I know what I need to do. I need to stop bingeing, eat less and try my hardest to exercise when I can. And at night I lay awake plotting how to do this – I’ll only snack on fruit, I’ll eat mints when I get the urge to binge, I’ll stop baking with DD for a while, I’ll really cut down on portion sizes. Hopefully as I lose weight my pain may decrease, allowing me to exercise more.

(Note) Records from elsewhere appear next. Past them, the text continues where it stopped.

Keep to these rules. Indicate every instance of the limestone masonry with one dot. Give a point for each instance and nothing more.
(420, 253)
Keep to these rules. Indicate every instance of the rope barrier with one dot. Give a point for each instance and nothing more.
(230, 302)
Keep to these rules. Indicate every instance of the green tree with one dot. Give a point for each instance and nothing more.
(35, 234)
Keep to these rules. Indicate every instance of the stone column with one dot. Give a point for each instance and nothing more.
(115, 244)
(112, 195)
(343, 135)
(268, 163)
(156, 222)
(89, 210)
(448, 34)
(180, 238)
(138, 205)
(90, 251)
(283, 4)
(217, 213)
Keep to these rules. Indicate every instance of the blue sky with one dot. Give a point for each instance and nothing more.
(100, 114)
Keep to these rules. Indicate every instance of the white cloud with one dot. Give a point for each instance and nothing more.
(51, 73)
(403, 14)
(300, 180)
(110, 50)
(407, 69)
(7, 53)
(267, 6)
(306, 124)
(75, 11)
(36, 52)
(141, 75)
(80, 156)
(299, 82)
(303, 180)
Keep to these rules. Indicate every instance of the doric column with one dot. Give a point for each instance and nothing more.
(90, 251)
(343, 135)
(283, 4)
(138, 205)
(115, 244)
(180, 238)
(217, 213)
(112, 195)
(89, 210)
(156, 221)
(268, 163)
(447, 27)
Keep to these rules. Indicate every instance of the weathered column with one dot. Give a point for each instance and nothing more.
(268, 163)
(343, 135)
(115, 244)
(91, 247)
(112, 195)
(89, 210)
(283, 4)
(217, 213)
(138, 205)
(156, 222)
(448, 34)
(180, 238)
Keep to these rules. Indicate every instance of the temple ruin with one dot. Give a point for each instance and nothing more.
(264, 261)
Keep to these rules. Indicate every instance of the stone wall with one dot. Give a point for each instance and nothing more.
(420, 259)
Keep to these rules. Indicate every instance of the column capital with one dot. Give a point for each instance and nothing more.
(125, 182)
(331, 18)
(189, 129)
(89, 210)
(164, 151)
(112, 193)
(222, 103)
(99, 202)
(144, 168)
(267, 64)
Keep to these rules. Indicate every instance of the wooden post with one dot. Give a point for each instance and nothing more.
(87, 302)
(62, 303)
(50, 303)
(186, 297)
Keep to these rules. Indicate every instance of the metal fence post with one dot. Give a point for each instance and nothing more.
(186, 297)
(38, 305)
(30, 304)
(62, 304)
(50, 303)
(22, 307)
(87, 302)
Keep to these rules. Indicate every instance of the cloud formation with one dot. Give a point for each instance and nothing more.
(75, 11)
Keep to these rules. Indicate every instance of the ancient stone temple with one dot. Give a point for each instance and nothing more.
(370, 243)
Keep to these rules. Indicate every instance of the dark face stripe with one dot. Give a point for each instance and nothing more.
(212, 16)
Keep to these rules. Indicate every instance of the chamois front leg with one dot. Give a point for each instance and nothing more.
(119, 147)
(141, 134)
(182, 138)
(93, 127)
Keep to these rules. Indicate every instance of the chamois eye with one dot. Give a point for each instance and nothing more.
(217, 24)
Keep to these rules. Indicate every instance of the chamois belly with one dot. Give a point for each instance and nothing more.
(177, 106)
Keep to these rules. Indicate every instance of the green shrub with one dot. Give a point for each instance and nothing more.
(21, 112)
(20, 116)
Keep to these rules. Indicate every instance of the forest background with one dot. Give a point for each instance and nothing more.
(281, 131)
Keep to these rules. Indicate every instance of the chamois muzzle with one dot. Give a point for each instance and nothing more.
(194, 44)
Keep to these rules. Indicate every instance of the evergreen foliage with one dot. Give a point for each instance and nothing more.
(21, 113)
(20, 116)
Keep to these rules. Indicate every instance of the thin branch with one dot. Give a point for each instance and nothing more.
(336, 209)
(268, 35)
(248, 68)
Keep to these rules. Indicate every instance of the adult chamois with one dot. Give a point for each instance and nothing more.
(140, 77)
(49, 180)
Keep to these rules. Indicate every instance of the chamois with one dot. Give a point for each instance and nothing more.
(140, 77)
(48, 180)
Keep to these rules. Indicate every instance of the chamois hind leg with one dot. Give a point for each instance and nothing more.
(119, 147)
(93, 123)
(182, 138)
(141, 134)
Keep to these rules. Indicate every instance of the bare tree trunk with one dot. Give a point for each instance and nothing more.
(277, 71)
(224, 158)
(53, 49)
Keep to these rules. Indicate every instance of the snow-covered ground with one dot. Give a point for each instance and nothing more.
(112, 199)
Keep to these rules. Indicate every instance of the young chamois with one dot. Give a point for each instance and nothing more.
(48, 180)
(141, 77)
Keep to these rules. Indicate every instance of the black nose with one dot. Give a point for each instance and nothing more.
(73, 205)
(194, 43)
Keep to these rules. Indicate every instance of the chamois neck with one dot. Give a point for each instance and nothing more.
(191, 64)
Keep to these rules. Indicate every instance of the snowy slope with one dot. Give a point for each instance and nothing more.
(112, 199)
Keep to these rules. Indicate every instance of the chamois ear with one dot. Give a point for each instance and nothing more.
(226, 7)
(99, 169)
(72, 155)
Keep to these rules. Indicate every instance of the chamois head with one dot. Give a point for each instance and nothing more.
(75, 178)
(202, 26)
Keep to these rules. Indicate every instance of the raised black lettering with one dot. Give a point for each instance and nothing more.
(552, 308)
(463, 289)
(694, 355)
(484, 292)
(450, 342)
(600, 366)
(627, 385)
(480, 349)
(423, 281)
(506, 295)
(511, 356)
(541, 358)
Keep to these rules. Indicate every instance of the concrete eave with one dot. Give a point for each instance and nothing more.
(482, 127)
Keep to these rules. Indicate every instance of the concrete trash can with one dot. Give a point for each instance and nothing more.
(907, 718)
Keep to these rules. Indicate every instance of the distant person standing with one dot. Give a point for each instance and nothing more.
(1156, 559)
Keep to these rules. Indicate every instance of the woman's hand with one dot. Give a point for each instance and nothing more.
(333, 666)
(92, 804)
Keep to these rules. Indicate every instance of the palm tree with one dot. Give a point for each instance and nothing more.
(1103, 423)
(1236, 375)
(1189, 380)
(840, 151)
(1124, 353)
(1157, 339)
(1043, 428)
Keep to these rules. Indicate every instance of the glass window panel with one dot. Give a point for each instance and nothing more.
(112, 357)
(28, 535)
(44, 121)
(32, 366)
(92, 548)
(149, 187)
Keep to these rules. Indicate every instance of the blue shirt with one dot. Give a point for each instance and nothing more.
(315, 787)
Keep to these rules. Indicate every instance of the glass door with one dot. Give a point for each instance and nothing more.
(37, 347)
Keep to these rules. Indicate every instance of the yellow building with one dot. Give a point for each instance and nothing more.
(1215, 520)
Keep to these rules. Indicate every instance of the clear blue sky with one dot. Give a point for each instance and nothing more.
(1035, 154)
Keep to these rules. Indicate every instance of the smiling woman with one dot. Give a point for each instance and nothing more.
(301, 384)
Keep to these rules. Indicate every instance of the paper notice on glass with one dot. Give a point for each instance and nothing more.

But the next day I wake up and my first thought (after “Why is my 16 month old blowing raspberries on me at six in the morning?”) is always of food. I think about it all day. I think about what I want to eat, what we actually have to eat, whether I can bake anything today. While writing this I am mentally going through the kitchen cupboards to see if there’s anything I can snack on. I am obsessed with food and I have very little self-control. I know people who can open a packet of biscuits, eat one or two and put the remainder in the cupboard. I admire these people with something akin to awe. Because I can’t – I have one more, and one more, and one more, and then they’re gone. This applies to any junk food – sadly not to anything helpful like fruit!

I know what I need to do but I self-sabotage. You know the cartoons where someone has an angel on one shoulder and a demon on the other? That’s me. I am constantly torn between what I know I should, must and need to do, and what my treacherous bingeing self wants me to do.

I can’t carry on like this. I am in constant pain, I struggle to lift and play with my children, I can’t remember the last time I cuddled up to DH on the sofa because it just hurts too much. I don’t want to have this relationship with food any more but I don’t know how to change. I don’t know how to quell the demon and let the angel win for once. I don’t know how to not be this person.